Although his book won’t debut until October, Greg Epstein presented a sneak preview of his impending book, Good Without God at the conference. This work emphasizes what the world’s billion non-theists do indeed believe, instead of focusing on what non-theists are against, as occurs all too often in the US. Personally speaking, I am excited for the release of the book, and I am attempting for to get Epstein to speak at Reed College this fall.
In sum, I enjoyed my Saturday at the conference. Although the conference stretched for twelve hours, I met Barry Lynn, Rob Boston, and PZ Myers, all of whom are paragons of secular values. It is so wonderful to connect with so many people in the Freethought Movement, including Dan Barker, who provided some evening entertainment. Barker and his organization, the Freedom From Religion Foundation, have been instrumental in the Reed Secular Alliance’s Freethought Books Project, and proved equally as nice in person.
Thanks to everybody at the American Humanist Association for making this conference so awesome, and I hope that Sunday is equally enjoyable.













The Religious Right is arguably that (“right” as in Rightist, not as in correct), but the Moral Majority is clearly neither.
I’d be interested to hear the specifics of Lynn’s list, but I think I could define the list this way:
How to tell if you’re hated by the Religious Right:
1. Are you a member of the Religious Right who conforms to all the standard views thereof?
If Yes: You are probably not hated by the Religious Right.
If No: You are definitely hated by the Religious Right.
I’m not sure how I feel about ripping pages from the Bible. While I agree that the Bible is a horrible and false book that does not deserve the respect it gets and probably isn’t even worth reading, on the other hand I have a deep aversion to censorship, which I would consider nearly always immoral.
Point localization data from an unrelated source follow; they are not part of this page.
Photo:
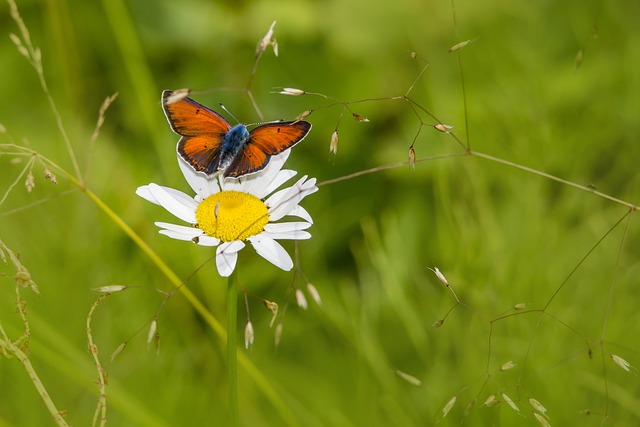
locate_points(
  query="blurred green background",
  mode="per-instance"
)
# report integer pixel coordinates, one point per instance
(501, 236)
Admittedly ripping a page from one copy of the Bible doesn’t quite reach censorship, but it leans in that direction, and that worries me.
If you tried to burn the Bible or the Qur’an—nay, even if you cast Mein Kampf itself upon the fire—I would be the first to leap in after it. Censorship is a greater evil than any written word, no matter how depraved.
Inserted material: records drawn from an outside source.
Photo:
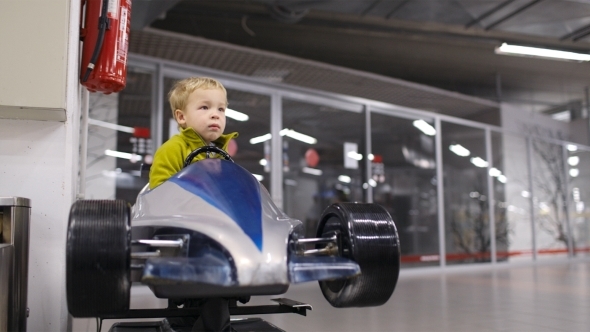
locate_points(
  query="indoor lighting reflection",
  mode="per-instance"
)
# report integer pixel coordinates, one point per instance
(285, 132)
(459, 150)
(541, 52)
(344, 178)
(239, 116)
(477, 161)
(573, 160)
(424, 127)
(312, 171)
(123, 155)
I do think we should start a campaign of replacing hotel Bibles with something else.
I’m not sure what yet… I’ve considered either great works of literature (the Aeneid, Hamlet), great works of science (Principia Mathematica, On the Origin of Species, On the Electrodynamics of Moving Bodies) or great works of philosophy (Foundations of the Metaphysics of Morals, Utilitarianism, Justice as Fairness); so far, I cannot decide.
Maybe John Rawls would sponsor us if we used Justice as Fairness.